Voglio aprire con il tormentone che ha accompagnato tutta la narrazione che Domenico, per la terza volta dopo le precedenti pubblicazioni L’ultimo casaccio e Monte Fogliano, ha deciso di regalarci. Il significato profondo di questo lavoro è tutto qui. E non si tratta essenzialmente di una battuta macabra, che prelude ad eventi infausti. Si potrebbe “non esserci” in molti modi. Mi sono imbattuta in questi ultimi anni, nella cura di questa collana editoriale, in diversi tipi di narratori o di non narratori. C’è chi, sia pur sollecitato, ha scelto la via dell’oblio della memoria, ha scelto di non raccontare per stanchezza, per il desiderio di annullare eventi ritenendoli poco interessanti o troppo dolorosi, c’è chi ha abbandonato il filo generazionale sulla via del “tanto che ne capirebbero...ma chissà a chi interessa più...ormai quello che è stato è stato...”. Si può non esserci più in tanti modi, o si può decidere di non esserci mai stato. Ma non è il caso di Domenico e di Attilia, sua musa e compagna di viaggio. Domenico ama profondamente la vita e quello che la vita ha da offrire. Ci racconta di periodi che per altri, compresa la Storia, sono stati periodi bui e ce li racconta con l’entusiasmo e la freschezza del bambino e dell’adolescente che è ancora tenacemente in lui. Ce li racconta con la sorpresa e la meraviglia negli occhi, con un profondo e viscerale amore per la natura che lo circonda e lo avvolge nella coperta dei ricordi. Ho fatto con lui passeggiate nei luoghi di cui si parla in questo testo, a volte mio figlio era con noi e Domenico era a lui che si rivolgeva “Elì, e chi te le dirà più tutte ‘ste cose!” ma con la scintilla dell’entusiasmo negli occhi, felice di depositare un tesoro in un forziere comunque sicuro. Mi ha sempre colpito il modo in cui Domenico racconta, che ho ritrovato soltanto in un’altra narratrice d’eccezione, Agnese. Racconta con gioia, mai una parola fuori posto, del tipo “...ma i giovani che ne sanno...ma che ve lo dico a fa’...”. Domenico chiude pillole di saggezza e informazioni preziose, costruite con la fatica degli anni, dentro libri-forzieri e li regala a noi tutti.

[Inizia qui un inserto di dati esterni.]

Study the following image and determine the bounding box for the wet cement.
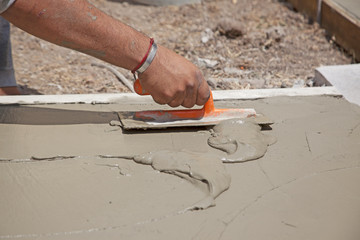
[0,97,360,239]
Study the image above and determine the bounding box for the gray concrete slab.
[332,0,360,20]
[315,64,360,106]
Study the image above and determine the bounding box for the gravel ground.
[11,0,351,94]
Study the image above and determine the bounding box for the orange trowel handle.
[134,79,215,120]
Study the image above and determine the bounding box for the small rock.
[306,79,314,87]
[207,79,216,89]
[201,28,214,43]
[224,67,242,75]
[216,18,244,39]
[293,79,305,88]
[265,26,286,42]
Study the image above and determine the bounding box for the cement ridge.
[0,87,342,105]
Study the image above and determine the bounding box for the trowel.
[118,79,273,130]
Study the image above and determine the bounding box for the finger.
[196,76,210,106]
[168,91,185,107]
[181,82,199,108]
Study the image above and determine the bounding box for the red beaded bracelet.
[131,38,154,74]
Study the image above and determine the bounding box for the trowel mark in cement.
[133,119,276,210]
[208,119,276,162]
[0,119,276,210]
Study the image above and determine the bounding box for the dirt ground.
[11,0,351,94]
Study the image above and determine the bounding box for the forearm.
[2,0,149,69]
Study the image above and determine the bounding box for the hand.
[139,45,210,108]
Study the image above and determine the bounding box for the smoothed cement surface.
[0,97,360,240]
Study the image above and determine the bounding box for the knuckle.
[182,102,195,108]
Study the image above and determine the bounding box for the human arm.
[1,0,209,107]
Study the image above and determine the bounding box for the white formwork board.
[0,87,341,105]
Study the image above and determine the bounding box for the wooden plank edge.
[0,87,342,105]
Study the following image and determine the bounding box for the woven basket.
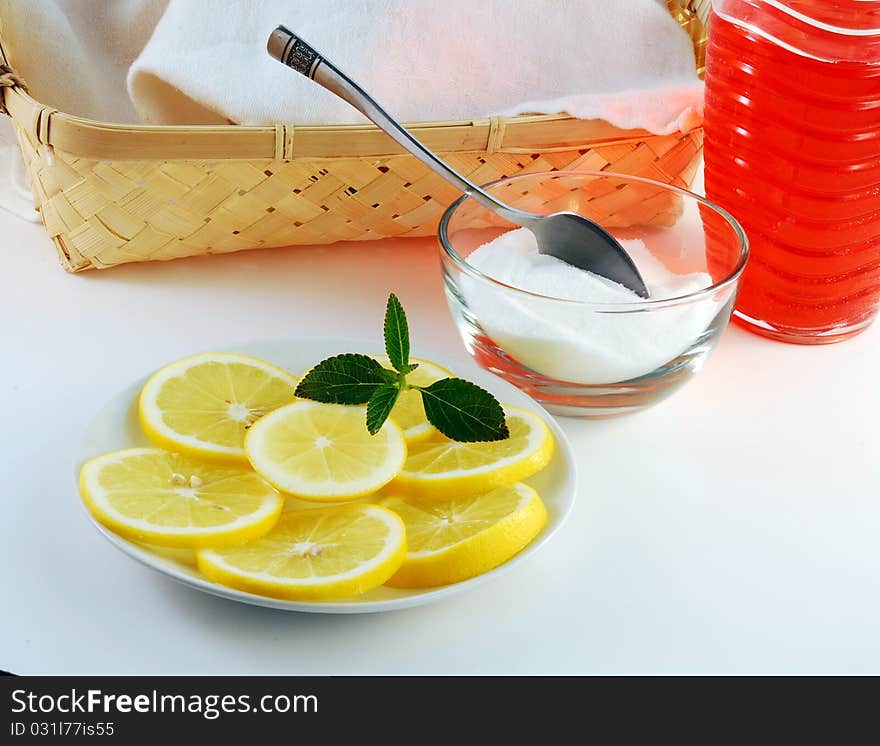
[0,0,709,272]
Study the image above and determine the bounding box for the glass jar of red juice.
[705,0,880,344]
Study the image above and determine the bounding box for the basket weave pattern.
[0,0,702,272]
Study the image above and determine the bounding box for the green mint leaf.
[420,378,510,443]
[294,354,397,404]
[367,382,400,435]
[385,293,411,375]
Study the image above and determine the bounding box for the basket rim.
[0,80,668,160]
[0,0,706,161]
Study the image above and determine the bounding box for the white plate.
[76,338,576,614]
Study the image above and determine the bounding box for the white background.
[0,205,880,674]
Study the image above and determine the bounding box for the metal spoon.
[266,26,648,298]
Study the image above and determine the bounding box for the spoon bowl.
[266,26,648,298]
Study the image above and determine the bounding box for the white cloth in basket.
[0,0,702,219]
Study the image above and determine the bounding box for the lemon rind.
[196,503,406,601]
[245,399,407,503]
[382,483,547,588]
[138,352,298,463]
[79,448,284,549]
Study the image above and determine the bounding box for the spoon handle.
[266,26,530,225]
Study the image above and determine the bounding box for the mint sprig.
[294,353,396,404]
[296,293,510,443]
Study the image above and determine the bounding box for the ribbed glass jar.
[705,0,880,344]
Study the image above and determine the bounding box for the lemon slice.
[382,482,547,588]
[373,355,453,443]
[138,352,296,462]
[197,504,406,600]
[79,448,284,548]
[245,401,406,502]
[390,406,553,497]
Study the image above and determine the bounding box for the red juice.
[705,0,880,343]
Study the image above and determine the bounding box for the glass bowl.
[439,171,748,417]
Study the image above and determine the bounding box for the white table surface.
[0,202,880,674]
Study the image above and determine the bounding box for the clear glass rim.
[438,171,749,312]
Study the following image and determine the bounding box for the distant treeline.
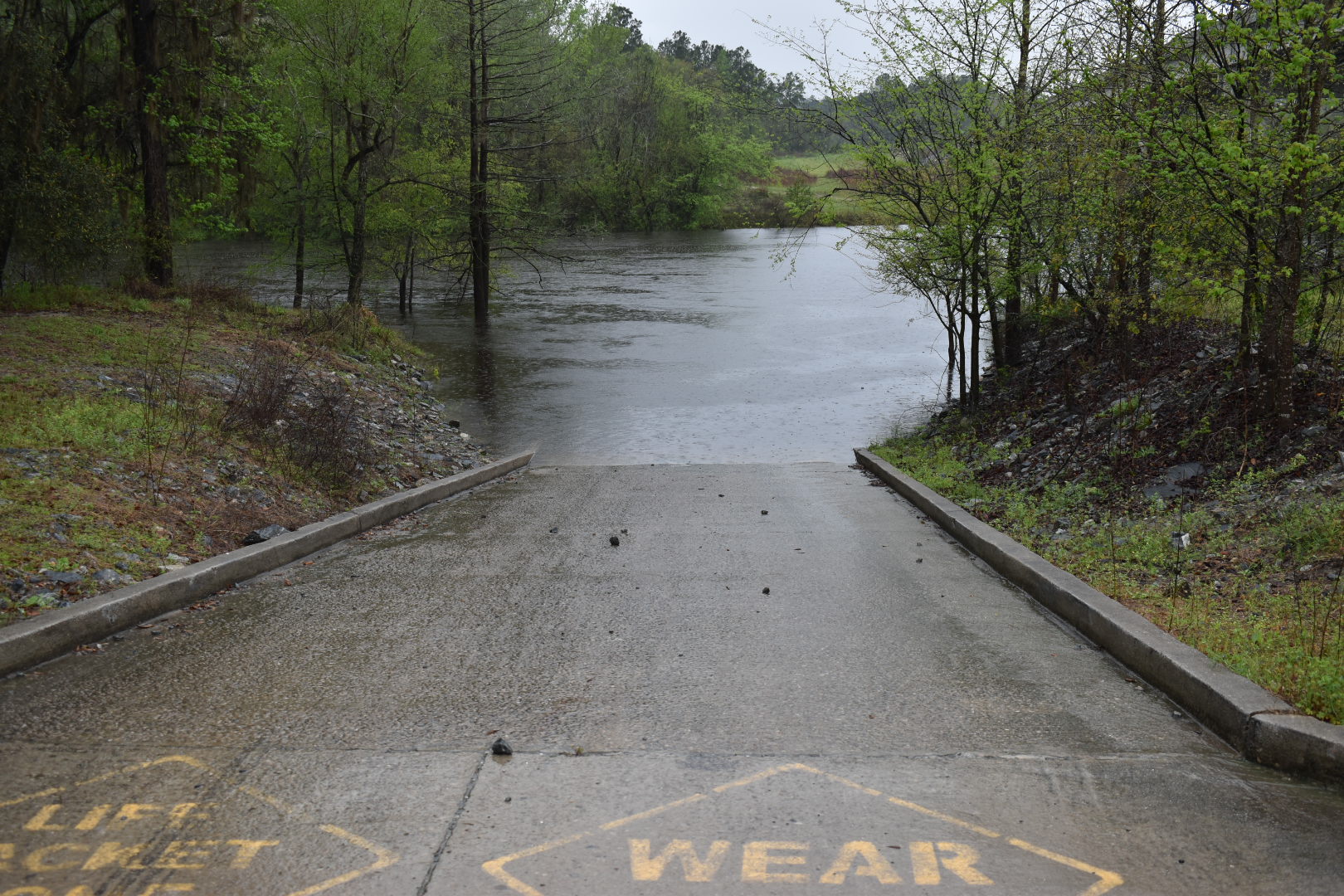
[0,0,827,310]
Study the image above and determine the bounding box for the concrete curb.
[0,451,533,675]
[855,449,1344,783]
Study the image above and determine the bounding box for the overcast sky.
[613,0,864,83]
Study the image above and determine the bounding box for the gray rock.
[243,523,289,544]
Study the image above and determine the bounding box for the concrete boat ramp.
[0,464,1344,896]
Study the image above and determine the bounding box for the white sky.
[614,0,867,84]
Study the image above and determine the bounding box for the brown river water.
[178,230,945,465]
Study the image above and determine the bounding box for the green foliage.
[872,434,1344,723]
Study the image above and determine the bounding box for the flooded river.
[178,230,945,464]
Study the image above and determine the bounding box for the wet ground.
[10,231,1344,896]
[0,464,1344,896]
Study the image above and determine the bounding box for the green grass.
[0,286,430,625]
[874,436,1344,724]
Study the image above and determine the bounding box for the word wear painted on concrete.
[483,763,1123,896]
[629,838,995,887]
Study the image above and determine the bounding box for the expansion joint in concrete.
[416,748,490,896]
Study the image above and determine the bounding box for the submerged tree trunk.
[126,0,172,286]
[295,194,308,308]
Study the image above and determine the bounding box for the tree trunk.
[295,194,308,308]
[1005,0,1032,369]
[345,156,368,305]
[466,0,490,325]
[0,208,16,295]
[126,0,172,286]
[1236,215,1261,369]
[967,235,982,407]
[1257,52,1328,432]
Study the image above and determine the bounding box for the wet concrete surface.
[0,464,1344,896]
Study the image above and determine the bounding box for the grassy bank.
[723,153,884,227]
[875,318,1344,723]
[0,286,494,623]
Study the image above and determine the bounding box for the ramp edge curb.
[855,449,1344,783]
[0,449,535,675]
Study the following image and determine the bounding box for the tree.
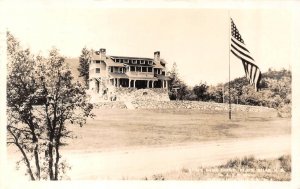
[193,82,209,101]
[7,33,93,180]
[78,47,91,87]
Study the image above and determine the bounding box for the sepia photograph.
[1,1,299,188]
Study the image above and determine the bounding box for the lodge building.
[89,49,169,93]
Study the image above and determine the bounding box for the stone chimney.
[154,51,160,62]
[99,48,106,59]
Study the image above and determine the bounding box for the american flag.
[230,19,261,91]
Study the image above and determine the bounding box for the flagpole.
[228,10,231,120]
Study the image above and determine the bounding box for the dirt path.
[59,136,291,180]
[7,135,291,180]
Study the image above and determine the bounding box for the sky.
[0,1,293,86]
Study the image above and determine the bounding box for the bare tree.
[7,33,93,180]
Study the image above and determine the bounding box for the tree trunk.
[48,140,54,180]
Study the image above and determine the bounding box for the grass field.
[8,109,291,180]
[64,109,291,150]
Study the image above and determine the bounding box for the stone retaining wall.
[114,88,170,101]
[95,100,277,114]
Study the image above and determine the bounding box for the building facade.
[89,49,169,95]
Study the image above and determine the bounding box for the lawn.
[64,109,291,150]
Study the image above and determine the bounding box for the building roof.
[156,75,170,80]
[110,55,153,61]
[104,58,124,67]
[108,72,128,78]
[153,64,165,68]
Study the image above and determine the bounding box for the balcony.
[126,71,154,78]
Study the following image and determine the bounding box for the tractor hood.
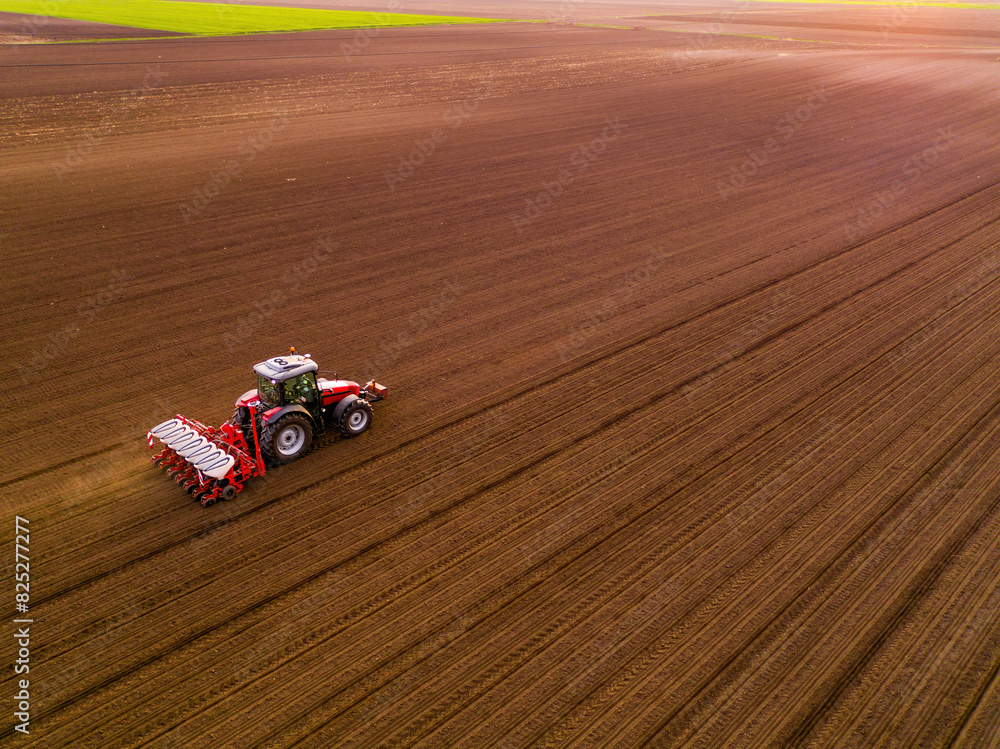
[253,354,319,382]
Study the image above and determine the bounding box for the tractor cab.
[253,354,322,419]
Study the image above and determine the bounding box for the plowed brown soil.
[0,4,1000,747]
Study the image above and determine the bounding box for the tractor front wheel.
[339,399,372,437]
[260,414,312,463]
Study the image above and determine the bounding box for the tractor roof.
[253,354,319,382]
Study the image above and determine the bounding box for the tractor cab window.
[257,375,281,406]
[284,372,317,408]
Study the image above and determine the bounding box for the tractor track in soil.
[0,7,1000,747]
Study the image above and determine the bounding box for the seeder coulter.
[146,348,388,507]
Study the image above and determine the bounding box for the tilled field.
[0,6,1000,747]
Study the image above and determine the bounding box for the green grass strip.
[0,0,511,36]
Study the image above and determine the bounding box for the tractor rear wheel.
[338,398,372,437]
[260,414,312,463]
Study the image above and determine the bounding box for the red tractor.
[146,348,388,507]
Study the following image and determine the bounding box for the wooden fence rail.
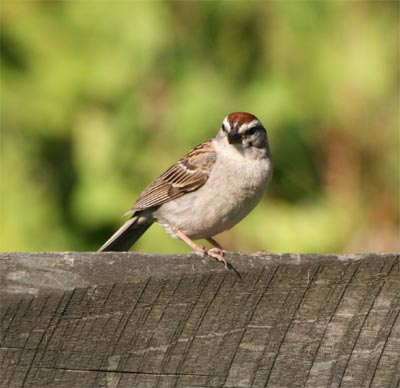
[0,252,400,388]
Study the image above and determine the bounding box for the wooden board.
[0,252,400,388]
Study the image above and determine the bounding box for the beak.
[228,129,241,144]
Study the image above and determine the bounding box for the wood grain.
[0,253,400,388]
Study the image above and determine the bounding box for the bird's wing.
[126,140,217,214]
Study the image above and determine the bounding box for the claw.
[205,248,229,269]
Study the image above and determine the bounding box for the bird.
[98,112,272,267]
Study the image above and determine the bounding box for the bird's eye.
[246,126,258,136]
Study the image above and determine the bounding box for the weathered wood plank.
[0,253,400,388]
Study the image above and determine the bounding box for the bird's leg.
[206,237,225,251]
[175,230,228,268]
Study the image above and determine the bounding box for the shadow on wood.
[0,253,400,388]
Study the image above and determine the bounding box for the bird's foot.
[204,248,229,269]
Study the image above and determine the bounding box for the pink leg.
[206,237,225,251]
[175,230,228,268]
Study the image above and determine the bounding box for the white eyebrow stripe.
[223,117,230,129]
[240,119,261,132]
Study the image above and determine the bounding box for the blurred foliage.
[0,0,400,253]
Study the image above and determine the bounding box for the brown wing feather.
[127,140,216,214]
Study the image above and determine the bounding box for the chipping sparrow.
[99,112,272,266]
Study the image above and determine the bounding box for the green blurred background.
[0,1,400,253]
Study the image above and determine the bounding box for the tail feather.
[97,216,153,252]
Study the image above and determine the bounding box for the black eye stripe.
[246,125,261,135]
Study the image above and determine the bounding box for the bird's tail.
[97,215,153,252]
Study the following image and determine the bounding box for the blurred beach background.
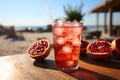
[0,0,120,56]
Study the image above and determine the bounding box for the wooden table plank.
[0,50,120,80]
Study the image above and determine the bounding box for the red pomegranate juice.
[52,19,82,71]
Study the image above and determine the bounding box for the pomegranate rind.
[26,39,50,60]
[112,38,120,57]
[87,41,113,59]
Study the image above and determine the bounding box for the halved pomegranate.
[112,38,120,57]
[87,40,112,59]
[27,39,50,60]
[80,40,89,54]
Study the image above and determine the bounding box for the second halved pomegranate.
[87,40,112,59]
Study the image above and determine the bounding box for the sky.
[0,0,120,26]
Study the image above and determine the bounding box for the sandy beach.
[0,29,102,56]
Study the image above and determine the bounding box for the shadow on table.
[33,59,116,80]
[80,54,120,69]
[68,68,116,80]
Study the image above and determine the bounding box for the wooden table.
[0,50,120,80]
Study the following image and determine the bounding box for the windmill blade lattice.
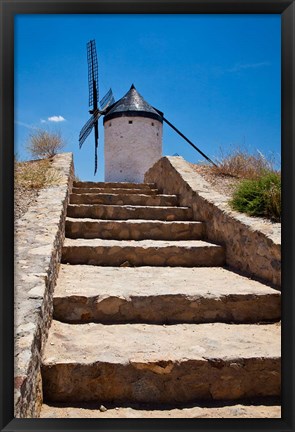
[99,88,115,110]
[79,40,115,174]
[87,40,99,109]
[79,111,102,148]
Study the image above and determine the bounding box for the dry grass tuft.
[213,148,274,180]
[15,159,61,189]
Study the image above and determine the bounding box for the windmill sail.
[79,111,101,148]
[79,40,115,174]
[99,88,115,110]
[87,40,99,109]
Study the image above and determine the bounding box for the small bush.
[230,171,281,222]
[215,148,274,179]
[15,159,61,189]
[27,130,65,159]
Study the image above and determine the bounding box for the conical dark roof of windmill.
[103,84,163,123]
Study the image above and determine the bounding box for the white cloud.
[14,121,38,130]
[227,62,270,72]
[48,116,66,122]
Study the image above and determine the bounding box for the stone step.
[53,265,281,324]
[73,181,157,189]
[67,204,193,221]
[42,321,281,404]
[40,398,281,419]
[62,238,225,267]
[72,187,160,195]
[66,218,204,240]
[70,193,178,206]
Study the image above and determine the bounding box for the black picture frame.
[0,0,295,432]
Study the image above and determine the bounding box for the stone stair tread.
[64,238,223,249]
[73,181,157,189]
[40,401,281,418]
[68,204,191,212]
[66,216,204,226]
[62,238,225,267]
[72,187,160,195]
[54,264,281,298]
[66,217,205,240]
[53,265,281,323]
[70,191,177,198]
[42,320,281,404]
[70,193,178,207]
[67,204,193,220]
[43,320,281,367]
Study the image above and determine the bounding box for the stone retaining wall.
[14,153,74,418]
[145,157,281,288]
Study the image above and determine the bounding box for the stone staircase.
[41,182,280,417]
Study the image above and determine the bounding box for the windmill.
[79,40,115,175]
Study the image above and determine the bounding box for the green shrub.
[15,159,61,189]
[230,171,281,222]
[214,147,275,180]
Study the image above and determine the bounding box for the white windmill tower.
[79,40,215,179]
[103,84,163,183]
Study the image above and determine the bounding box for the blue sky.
[15,15,281,181]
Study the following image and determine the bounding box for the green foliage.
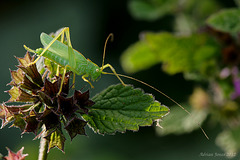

Qui si parla di grano, anzi essenzialmente del pane, in tutta la sua potenza storica. Si parla di una costellazione di uomini e donne che hanno portato avanti la propria vita con fatica, si parla di gesti antichi e di oggetti spostati ormai nell’armadio del tempo che fu. Si parla del lavoro della terra e di luoghi naturali duri, compresi nella propria autodifesa nei confronti dell’invadenza umana.
Grano è un tuffo nel passato, ma è anche un invito a tornare sui luoghi di cui parla: a noi che l’abbiamo curato è scattato subito il desiderio di correre a Monte Calvo, di cercare i fontanili d’acqua sorgiva rimasti ancora oggi, di far correre lo sguardo cercando il movimento delle spighe di grano, ondeggianti tutte nello stesso verso sotto la spinta morbida del vento. Lo stesso desiderio che abbiamo provato quando lavoravamo al testo di Monte Fogliano. Leggete i suoi racconti e capirete che Domenico ha vinto, facendoci tornare la voglia di guardare con occhi attenti, di imparare passeggiando, di trovare i tesori che sono intorno a noi e soprattutto, ci ha donato la voglia di ascoltare che è dentro di noi.